Search code examples
statasurveyoutliers

Stata identify influential observations post svy regression


When using the Stata svy command, such as:

svy: logistic graduate age female i.math i.english

there are various follow-up steps that should be completed. For example, looking for significant outliers or high leverage points. Without the 'svy' element the following commands would work:

predict p
predict stdres, rstand
scatter stdres p, mlabel(snum) ylab(-4(2) 16) yline(0)

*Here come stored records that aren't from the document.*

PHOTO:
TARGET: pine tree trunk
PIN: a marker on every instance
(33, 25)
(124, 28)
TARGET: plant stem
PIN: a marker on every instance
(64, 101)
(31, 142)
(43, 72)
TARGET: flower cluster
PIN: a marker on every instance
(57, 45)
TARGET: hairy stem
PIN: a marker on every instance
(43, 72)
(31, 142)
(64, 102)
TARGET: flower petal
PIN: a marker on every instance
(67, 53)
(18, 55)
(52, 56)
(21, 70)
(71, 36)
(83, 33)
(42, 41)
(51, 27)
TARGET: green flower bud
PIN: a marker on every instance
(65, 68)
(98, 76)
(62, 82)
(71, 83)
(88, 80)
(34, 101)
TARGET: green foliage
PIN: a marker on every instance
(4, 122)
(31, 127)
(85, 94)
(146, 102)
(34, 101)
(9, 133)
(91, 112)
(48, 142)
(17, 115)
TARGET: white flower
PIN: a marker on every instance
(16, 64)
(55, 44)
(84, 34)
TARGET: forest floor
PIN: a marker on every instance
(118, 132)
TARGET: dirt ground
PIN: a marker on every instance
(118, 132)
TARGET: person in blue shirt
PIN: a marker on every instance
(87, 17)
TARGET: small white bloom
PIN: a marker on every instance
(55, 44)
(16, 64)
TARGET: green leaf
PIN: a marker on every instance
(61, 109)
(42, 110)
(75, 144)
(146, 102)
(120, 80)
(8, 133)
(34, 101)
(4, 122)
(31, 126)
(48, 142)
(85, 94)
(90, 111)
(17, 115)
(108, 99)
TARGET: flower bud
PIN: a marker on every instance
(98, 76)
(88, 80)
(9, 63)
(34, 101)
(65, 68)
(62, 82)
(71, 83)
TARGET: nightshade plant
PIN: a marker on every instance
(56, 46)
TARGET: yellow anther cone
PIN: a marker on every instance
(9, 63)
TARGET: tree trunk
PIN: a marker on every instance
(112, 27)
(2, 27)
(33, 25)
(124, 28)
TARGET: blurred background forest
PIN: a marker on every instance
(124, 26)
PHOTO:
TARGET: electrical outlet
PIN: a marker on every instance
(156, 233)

However, when the logistic regression was run with the svy preface it simply produces the following error:

option rstandard not allowed after svy estimation

Great. What is allowed? How does someone look at significant outlier or high leverage points?


Solution

  • @NickCox is right in his comment -- there is not much work done in extending diagnostics to complex survey settings. One of the reasons is that technically speaking, survey inference is nonparametric: the object of inference is not some idealized relation between variables, but the census regression, with all the "outliers" that the full population might have. There is no likelihood that will be badly affected by outliers; there are just estimating equations, and the standard errors are "robust" anyway (i.e. use the sandwich formula rather than the Hessian.)

    The work that is out there has mostly been done by Rick Valliant (R package svydiags: https://cran.r-project.org/web/packages/svydiags/, dissertation by his student Jianzhu Li: https://drum.lib.umd.edu/bitstream/handle/1903/7598/umi-umd-4863.pdf?sequence=1&isAllowed=y; there were some follow up papers published out of that dissertation I could not find right away.)

    (This all feels more like discussion for CrossValidated/stats rather than SO/Stata.)